Se há sector em Portugal que não está à rasca é o do Desporto!


Diz-se que nos fornos de asfixia alemães as próprias mães quando chegava o momento final abandonavam os filhos e lutavam por um lugar na escapatória que inexoravelmente estava fechada.

O Desporto sem Princípios procura iludir a asfixia que vai sentindo e acenar para uma escapatória que não vai estar lá.

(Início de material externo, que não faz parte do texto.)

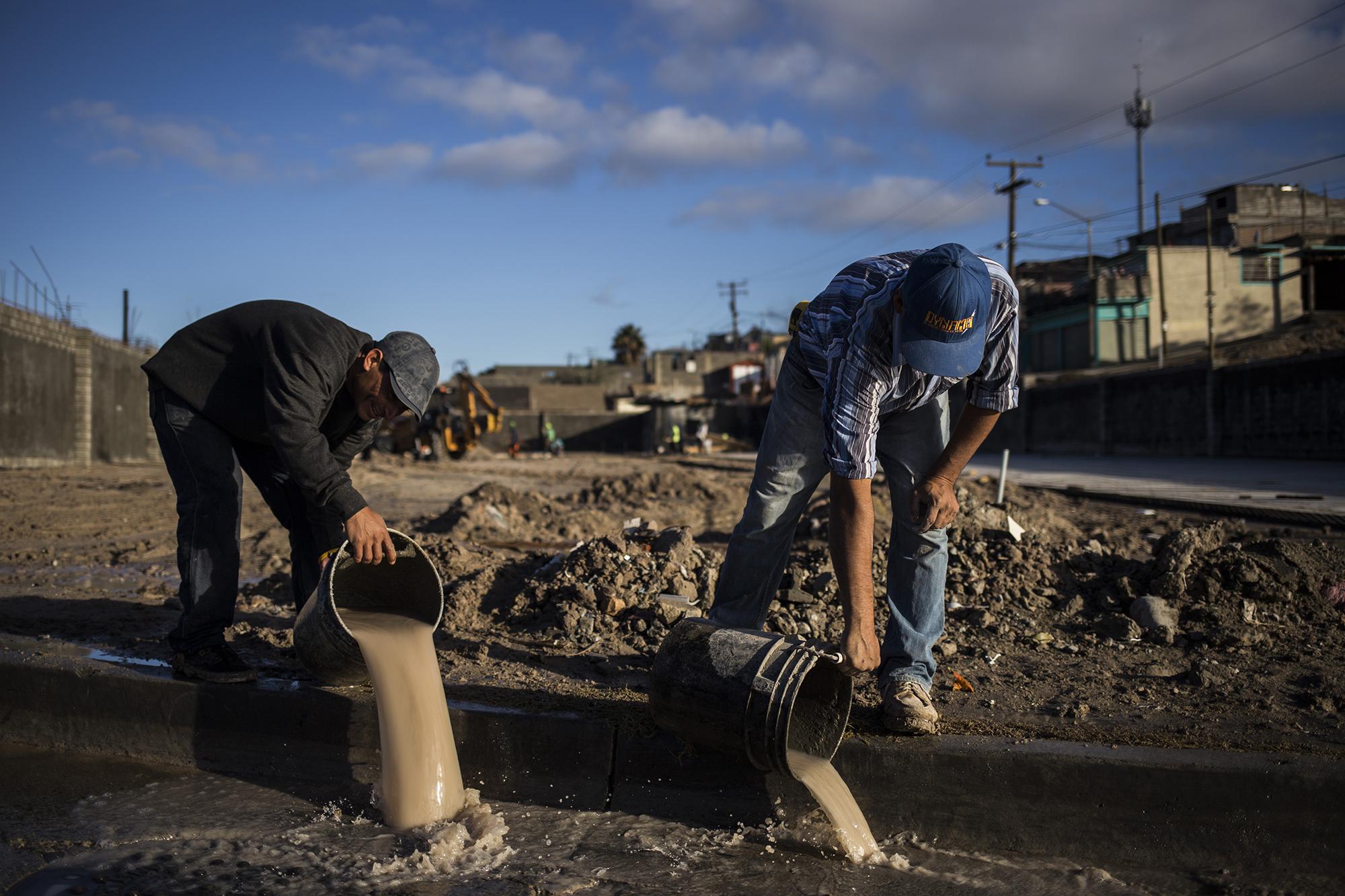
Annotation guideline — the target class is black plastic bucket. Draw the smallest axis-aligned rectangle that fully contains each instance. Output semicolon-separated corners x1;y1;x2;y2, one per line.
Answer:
295;529;444;685
650;619;853;775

Sem uma visão estruturada do desporto, seja Pedro Passos Coelho, seja José Sócrates, terão uma dificuldade muito grande em resolver os actuais desafios do desporto visando o seu desenvolvimento.

O que irão fazer será responder aos agentes do desporto e do não-desporto mais activos e matar o futuro do desporto português em nome de uma ou das quatro crises que nenhuma se preocupa com a crise do próprio desporto.

sábado, 5 de março de 2011

Há cada vez menos papel

Diz o Expresso, de 5 de Março de 2011, no suplemento Economia, pg 24, que os jornais perderam 100.000 compradores de jornais diários e os jornais estão a aumentar noutras plataformas, concluindo que os jornais estão a ir ao encontro dos seus consumidores.

Só o desporto é que não o compreende.

Há instituições desportivas que para além de não terem órgãos e técnicos vocacionados para compreenderem os segmentos de prática desportiva tradicionais também não possuem capacidade científica e técnica para novas leituras.

As diabruras das finanças com o IVA da prática desportiva dos ginásios está neste caso de incapacidade de leitura do consumo e das necessidades de desporto do país.

Por outro lado, o desporto não tem 'novas plataformas' como os jornais porque tendo uma base associativa incontornável ela está falida e o desporto tem de ajudar os seus clubes a produzirem mais desporto moderno e na qualidade e na quantidade exigida pela população.

Na situação desportiva vigente vai haver cada vez menos desporto consumido pela população mesmo que o 'papel' desportivo dos praticantes profissionais de desporto aumente nos próximos dez anos.

Se a comunicação social pode trabalhar apenas pela dinâmica dos agentes privados o mesmo não acontece com o desporto que necessita do associativismo desportivo e do Estado central e local e estes trabalham em dissintonia.